3. Citric acid is a powerful inhibitor of neutrophil activity and reduces the intensity of the inflammatory reaction. Formation of an extracellular calcium complex with citrates (chelacin) also inhibits collagenase. Locally, 10% sodium citrate is instilled every 2 hours for 14 days. The goal of this treatment is to eliminate the second wave of phagocytes, which usually occurs 7 days after the burn.
4. Tetracyclines are collagenase inhibitors and also inhibit neutrophil activity, reducing the ulceration reaction. They are used both locally and systemically (eg, doxycycline 100 mg 2 times a day).
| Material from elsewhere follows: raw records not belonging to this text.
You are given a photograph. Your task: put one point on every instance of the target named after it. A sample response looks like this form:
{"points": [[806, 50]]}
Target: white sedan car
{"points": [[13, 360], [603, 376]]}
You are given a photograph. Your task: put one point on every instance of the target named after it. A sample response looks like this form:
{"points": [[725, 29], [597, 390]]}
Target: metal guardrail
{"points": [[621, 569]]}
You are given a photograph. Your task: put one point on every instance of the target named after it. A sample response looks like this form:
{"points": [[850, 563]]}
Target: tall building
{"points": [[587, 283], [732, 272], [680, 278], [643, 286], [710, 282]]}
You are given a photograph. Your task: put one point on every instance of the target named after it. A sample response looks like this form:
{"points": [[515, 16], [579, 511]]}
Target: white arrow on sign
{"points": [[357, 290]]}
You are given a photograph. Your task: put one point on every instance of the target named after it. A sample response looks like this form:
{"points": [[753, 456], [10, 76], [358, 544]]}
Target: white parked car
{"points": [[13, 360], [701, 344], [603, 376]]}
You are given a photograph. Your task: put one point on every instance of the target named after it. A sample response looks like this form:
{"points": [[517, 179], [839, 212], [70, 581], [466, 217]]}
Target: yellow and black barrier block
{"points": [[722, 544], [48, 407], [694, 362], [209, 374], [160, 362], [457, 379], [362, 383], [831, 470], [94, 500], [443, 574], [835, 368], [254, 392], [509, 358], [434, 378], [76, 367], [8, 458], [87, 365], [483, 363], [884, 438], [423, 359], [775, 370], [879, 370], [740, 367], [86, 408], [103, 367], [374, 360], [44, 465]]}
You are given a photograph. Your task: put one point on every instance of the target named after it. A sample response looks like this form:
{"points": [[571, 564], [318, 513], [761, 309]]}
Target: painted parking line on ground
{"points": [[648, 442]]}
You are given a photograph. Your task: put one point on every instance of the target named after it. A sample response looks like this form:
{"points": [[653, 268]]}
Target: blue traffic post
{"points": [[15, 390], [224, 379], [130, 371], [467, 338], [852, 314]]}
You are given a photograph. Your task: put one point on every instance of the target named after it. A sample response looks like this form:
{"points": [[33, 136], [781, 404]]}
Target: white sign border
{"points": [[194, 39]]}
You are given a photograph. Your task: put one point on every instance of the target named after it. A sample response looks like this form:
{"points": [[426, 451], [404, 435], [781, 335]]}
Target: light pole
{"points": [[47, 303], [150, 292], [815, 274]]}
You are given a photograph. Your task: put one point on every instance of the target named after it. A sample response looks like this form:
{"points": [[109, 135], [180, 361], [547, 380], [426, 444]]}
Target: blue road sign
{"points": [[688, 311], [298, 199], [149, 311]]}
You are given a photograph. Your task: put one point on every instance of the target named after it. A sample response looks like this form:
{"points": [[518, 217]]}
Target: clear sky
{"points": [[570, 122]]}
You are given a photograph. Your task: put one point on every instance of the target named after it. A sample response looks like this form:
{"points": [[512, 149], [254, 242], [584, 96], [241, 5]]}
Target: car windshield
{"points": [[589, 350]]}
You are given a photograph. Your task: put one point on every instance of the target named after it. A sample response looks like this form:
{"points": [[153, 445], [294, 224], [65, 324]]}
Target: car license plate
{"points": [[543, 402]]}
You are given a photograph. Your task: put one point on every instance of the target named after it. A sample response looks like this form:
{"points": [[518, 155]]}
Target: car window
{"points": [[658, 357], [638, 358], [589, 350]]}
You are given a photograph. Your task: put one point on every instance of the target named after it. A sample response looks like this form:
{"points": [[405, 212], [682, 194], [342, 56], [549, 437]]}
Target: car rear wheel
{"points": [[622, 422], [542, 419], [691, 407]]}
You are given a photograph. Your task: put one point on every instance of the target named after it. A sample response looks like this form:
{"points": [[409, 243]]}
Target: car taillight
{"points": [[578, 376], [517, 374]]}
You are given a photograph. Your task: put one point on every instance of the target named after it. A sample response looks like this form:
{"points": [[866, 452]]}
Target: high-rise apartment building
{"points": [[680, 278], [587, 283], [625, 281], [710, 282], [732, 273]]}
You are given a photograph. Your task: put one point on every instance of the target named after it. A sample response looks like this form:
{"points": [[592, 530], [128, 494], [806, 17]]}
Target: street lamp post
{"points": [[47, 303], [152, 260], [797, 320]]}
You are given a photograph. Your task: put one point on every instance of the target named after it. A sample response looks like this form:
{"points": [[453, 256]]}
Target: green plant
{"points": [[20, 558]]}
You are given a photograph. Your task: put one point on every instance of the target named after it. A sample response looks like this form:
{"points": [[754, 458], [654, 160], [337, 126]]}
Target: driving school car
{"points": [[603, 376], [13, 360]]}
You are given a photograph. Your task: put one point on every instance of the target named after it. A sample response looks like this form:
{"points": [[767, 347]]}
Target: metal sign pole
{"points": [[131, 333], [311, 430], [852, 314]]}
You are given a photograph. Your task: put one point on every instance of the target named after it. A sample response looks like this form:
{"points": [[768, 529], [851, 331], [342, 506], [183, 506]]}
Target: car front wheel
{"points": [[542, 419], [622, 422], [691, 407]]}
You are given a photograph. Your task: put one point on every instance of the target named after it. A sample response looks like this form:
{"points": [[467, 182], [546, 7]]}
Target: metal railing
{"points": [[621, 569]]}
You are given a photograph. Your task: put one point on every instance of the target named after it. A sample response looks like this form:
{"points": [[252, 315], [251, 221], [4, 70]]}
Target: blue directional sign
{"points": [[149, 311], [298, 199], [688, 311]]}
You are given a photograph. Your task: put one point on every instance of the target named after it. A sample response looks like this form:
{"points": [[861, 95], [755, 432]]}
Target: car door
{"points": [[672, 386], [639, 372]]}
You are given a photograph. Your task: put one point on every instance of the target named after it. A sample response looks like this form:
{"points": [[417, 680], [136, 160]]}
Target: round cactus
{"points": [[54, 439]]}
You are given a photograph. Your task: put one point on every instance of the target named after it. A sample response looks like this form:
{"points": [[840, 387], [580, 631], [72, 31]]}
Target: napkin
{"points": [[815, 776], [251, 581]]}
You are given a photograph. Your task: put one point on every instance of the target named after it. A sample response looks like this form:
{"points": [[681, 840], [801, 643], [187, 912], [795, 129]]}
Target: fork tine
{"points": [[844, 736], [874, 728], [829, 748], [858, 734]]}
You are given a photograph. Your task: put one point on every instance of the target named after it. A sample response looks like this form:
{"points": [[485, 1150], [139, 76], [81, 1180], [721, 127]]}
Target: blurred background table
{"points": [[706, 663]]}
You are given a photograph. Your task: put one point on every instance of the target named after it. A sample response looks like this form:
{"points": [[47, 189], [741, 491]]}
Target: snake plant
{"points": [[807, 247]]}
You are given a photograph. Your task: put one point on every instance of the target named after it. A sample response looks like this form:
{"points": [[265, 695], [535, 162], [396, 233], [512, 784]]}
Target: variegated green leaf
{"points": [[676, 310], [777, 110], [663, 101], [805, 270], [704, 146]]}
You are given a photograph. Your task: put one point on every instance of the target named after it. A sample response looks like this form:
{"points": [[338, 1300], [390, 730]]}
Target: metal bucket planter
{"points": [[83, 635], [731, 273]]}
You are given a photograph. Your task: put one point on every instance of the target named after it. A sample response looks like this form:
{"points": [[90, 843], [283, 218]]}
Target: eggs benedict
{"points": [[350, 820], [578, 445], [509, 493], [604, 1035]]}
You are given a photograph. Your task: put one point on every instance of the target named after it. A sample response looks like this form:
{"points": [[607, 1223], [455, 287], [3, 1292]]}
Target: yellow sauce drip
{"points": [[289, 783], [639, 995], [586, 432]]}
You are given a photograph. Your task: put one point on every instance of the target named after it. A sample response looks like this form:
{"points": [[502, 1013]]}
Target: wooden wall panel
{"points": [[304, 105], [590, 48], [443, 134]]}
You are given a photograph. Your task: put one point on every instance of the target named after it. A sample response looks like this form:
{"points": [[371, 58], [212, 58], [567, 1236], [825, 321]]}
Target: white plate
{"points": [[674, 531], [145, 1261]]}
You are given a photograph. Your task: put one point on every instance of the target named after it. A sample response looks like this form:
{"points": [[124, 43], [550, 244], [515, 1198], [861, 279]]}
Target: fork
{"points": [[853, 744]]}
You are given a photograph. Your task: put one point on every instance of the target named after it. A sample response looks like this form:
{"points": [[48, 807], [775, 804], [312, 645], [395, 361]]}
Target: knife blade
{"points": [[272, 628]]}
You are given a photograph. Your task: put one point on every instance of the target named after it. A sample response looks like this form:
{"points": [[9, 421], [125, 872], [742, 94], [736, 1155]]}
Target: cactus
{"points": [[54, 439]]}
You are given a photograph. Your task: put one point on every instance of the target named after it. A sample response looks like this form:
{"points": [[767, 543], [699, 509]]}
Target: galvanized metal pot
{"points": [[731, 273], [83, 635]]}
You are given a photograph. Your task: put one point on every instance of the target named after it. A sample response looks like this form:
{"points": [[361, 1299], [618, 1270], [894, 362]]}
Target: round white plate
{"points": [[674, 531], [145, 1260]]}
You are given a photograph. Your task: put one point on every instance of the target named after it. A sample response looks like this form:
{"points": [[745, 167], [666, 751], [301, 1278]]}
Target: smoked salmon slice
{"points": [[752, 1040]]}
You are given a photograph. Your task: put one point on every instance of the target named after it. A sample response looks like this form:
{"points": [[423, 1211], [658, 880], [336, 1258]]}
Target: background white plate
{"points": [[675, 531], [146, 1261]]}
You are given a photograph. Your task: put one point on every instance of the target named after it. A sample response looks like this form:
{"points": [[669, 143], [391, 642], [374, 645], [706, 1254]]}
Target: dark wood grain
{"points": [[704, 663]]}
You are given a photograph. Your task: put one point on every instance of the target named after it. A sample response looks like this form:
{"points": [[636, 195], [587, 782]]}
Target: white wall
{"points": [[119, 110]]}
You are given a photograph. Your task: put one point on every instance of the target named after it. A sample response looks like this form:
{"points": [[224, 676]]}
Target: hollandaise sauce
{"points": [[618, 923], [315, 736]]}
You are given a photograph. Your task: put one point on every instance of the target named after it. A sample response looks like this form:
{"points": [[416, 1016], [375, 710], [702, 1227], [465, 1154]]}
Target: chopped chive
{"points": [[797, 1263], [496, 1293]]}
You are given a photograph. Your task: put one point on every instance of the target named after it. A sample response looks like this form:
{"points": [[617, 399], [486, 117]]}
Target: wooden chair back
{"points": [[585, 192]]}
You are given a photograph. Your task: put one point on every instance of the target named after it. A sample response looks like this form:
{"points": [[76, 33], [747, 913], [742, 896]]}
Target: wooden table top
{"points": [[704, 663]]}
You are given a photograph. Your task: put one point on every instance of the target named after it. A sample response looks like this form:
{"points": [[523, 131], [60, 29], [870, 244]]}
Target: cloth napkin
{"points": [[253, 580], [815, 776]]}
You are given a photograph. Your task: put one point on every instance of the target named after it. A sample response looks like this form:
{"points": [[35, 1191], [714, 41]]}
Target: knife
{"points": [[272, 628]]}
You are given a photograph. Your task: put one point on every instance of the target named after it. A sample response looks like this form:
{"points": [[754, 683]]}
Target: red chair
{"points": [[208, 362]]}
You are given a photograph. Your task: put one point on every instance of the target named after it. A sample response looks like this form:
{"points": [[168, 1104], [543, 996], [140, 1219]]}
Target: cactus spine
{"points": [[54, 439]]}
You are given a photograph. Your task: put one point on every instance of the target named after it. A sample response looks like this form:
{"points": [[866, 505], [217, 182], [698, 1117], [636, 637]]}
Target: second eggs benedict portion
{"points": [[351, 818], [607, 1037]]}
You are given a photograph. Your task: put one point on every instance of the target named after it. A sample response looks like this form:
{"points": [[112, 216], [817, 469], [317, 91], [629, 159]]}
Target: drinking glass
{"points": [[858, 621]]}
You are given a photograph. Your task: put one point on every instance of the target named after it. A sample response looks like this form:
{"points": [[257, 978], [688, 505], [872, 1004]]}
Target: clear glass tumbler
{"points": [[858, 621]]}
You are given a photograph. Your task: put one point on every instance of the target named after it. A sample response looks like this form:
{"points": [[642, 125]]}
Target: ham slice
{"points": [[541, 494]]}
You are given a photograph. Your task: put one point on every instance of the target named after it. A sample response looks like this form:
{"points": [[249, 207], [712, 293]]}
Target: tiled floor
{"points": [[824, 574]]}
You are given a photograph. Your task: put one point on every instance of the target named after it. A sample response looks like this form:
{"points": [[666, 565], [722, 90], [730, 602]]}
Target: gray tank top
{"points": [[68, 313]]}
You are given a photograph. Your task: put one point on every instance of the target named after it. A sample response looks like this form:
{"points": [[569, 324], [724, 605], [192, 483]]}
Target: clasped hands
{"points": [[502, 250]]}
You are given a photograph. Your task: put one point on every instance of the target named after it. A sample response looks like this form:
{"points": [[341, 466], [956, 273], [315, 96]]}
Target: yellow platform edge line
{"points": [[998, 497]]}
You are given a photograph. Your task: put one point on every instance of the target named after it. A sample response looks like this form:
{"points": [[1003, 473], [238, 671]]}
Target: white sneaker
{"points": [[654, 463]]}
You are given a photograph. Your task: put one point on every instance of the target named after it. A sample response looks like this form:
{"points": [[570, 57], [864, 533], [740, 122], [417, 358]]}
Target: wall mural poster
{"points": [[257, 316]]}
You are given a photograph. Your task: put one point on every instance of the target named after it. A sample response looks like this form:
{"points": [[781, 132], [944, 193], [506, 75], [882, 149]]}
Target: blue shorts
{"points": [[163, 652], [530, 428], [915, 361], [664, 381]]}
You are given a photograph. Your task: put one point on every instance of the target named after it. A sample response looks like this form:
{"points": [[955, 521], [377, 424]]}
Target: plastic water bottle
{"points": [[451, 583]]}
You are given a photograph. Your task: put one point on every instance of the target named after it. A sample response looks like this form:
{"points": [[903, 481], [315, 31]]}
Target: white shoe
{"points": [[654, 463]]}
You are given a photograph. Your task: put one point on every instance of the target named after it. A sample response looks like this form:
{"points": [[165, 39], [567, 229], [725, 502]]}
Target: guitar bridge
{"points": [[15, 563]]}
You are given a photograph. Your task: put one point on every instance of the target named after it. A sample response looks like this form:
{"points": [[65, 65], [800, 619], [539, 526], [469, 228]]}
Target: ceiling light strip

Surgical treatment of chemical eye burns

Early surgical treatment may be necessary to revascularize the limbus and restore the limbal cell population and fornices. One or more of the following procedures may be performed:

• Mobilization of Tenon's capsule and its suturing to the limbus in order to restore limbal vascularization, which prevents corneal ulceration.
• Transplantation of limbal stem cells from the patient's other eye (autograft) or from a donor (allograft) to restore normal corneal epithelialization.
• Amniotic membrane grafting to ensure epithelialization and reduce fibrosis.

Surgical treatment in the long term may include the following interventions:

• Elimination of conjunctival adhesions and symblepharon.
• Transplantation of conjunctival or mucous flaps.
• Correction of eyelid deformities.
• Keratoplasty should be delayed for at least 6 months or longer to ensure maximum resolution of the inflammatory reaction.
• Keratoprosthesis can be performed on eyes with the most damage, since the results of traditional transplantation are unsatisfactory.